A lag in restoring pre-pandemic routes by airlines will boost private aviation operators as business travel returns over the next 12 months.

GlobeAir_Fleet

Source: GlobeAir

GlobeAir operates an all-Mustang fleet

That is the view of Bernhard Fragner, chief executive and founder of Austrian charter operator GlobeAir, who believes the light- to medium-size jet segments will be the main beneficiaries, as they are most affordable for travellers switching from commercial flights.

“Airlines are not immediately coming back to pre-corona levels, so a lot of direct routes will be lost,” Fragner today told a panel session at EBACE Connect, the virtual replacement for the annual business aviation convention.

Fragner, whose company is the world’s biggest operator of the four-passenger Cessna Citation Mustang, says the role business aviation has played during the pandemic in offering repatriation flights and maintaining essential travel links is reversing popular perceptions about the sector.

“The press business aviation has had over the past 12 months has been fantastic. It is the first time that I have been in business that I can recall such positive coverage,” he says.
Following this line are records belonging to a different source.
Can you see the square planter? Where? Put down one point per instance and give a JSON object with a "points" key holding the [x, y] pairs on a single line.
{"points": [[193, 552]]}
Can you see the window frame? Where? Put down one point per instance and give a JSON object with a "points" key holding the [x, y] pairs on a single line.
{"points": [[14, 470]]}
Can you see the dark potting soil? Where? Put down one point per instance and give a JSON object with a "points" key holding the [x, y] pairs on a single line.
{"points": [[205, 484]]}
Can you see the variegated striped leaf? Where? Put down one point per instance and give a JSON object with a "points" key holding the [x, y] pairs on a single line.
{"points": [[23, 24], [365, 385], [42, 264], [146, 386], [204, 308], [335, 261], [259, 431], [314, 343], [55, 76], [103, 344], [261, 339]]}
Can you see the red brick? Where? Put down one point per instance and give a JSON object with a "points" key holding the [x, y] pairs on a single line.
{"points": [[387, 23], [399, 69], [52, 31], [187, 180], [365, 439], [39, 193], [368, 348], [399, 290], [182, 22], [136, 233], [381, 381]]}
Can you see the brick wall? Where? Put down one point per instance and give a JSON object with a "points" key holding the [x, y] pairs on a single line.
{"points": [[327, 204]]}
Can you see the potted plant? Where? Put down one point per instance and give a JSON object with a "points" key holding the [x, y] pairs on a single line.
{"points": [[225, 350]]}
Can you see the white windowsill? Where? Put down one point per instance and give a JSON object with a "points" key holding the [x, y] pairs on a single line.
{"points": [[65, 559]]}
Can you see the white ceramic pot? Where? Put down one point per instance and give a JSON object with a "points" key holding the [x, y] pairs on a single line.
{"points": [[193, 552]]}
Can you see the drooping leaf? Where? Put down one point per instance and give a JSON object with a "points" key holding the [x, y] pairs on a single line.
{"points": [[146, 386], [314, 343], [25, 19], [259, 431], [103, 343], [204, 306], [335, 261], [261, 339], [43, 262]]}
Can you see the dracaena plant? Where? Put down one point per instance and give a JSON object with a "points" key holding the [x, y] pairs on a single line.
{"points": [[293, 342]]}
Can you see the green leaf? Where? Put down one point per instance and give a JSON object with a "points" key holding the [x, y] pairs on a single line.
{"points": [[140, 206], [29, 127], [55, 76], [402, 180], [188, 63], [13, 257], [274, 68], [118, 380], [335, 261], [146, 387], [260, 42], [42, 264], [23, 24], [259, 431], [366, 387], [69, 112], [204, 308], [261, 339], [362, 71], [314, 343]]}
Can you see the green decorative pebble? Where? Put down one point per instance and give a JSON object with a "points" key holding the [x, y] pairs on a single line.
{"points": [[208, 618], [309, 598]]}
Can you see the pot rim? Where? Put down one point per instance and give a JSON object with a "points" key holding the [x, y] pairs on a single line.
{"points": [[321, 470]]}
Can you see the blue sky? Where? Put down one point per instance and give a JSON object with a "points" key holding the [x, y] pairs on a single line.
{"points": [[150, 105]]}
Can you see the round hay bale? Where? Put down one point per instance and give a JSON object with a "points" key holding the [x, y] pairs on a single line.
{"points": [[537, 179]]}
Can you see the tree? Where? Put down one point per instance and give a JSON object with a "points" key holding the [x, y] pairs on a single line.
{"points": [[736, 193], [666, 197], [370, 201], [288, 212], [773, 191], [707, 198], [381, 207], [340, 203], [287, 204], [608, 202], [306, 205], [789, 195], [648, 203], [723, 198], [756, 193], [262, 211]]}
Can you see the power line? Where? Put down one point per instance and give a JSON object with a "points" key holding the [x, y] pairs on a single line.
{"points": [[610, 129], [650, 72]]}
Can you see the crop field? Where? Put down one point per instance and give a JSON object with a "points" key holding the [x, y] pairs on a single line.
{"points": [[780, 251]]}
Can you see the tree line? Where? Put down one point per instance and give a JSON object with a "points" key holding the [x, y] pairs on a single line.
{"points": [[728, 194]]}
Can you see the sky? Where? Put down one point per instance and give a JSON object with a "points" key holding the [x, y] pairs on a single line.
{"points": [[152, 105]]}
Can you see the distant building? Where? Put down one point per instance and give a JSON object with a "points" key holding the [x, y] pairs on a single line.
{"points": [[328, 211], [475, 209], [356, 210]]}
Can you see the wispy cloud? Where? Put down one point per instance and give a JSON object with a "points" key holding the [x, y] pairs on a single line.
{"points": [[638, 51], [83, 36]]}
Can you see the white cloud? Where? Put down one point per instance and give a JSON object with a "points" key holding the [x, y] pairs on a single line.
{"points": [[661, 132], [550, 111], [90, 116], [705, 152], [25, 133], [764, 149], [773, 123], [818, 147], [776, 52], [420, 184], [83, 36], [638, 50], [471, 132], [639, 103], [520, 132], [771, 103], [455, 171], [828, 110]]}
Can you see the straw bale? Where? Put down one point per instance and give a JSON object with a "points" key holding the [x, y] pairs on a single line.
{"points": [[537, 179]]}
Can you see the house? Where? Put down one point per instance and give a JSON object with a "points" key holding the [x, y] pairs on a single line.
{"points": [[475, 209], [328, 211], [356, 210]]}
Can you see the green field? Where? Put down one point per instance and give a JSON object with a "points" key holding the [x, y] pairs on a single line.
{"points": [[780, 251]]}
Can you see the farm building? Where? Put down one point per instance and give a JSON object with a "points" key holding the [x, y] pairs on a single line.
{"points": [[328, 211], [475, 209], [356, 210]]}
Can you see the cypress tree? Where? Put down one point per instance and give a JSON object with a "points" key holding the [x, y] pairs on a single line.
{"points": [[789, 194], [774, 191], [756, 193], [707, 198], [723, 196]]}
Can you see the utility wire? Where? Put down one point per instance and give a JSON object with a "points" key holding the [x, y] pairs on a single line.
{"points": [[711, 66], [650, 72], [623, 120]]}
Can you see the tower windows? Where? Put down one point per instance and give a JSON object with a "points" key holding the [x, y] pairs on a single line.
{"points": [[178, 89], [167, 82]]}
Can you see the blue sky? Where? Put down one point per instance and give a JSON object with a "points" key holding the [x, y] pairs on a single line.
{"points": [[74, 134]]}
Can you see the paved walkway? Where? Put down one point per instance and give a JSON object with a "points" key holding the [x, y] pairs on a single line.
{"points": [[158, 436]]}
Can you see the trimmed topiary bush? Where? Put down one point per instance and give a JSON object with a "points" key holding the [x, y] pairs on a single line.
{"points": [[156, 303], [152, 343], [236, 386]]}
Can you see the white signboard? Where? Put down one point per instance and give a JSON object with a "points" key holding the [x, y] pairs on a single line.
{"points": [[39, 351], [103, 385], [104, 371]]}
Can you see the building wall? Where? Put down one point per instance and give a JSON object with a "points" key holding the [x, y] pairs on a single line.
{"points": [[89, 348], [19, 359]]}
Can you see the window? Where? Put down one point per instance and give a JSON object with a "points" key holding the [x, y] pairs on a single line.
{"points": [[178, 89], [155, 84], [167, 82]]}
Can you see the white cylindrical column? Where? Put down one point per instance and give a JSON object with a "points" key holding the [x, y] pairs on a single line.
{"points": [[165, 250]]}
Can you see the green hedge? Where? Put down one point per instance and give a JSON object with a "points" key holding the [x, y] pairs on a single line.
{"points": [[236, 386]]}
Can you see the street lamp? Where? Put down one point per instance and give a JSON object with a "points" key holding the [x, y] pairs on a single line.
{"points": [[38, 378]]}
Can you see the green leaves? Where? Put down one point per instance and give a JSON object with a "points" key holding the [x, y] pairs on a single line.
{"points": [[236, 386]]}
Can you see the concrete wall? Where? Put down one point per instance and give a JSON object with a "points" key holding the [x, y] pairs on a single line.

A lack of availability of commercial flights during the crisis has also boosted traffic for the lighter business jet segment in the USA, with executives using them for short-haul, often multi-stop itineraries, according to Ian Moore, chief commercial officer of high-end charter operator VistaJet, whose parent company owns US charter provider XOjet.

“We’ve seen a lot of interest in people utilizing a smaller jet to get around, say, the northeast region,” he says.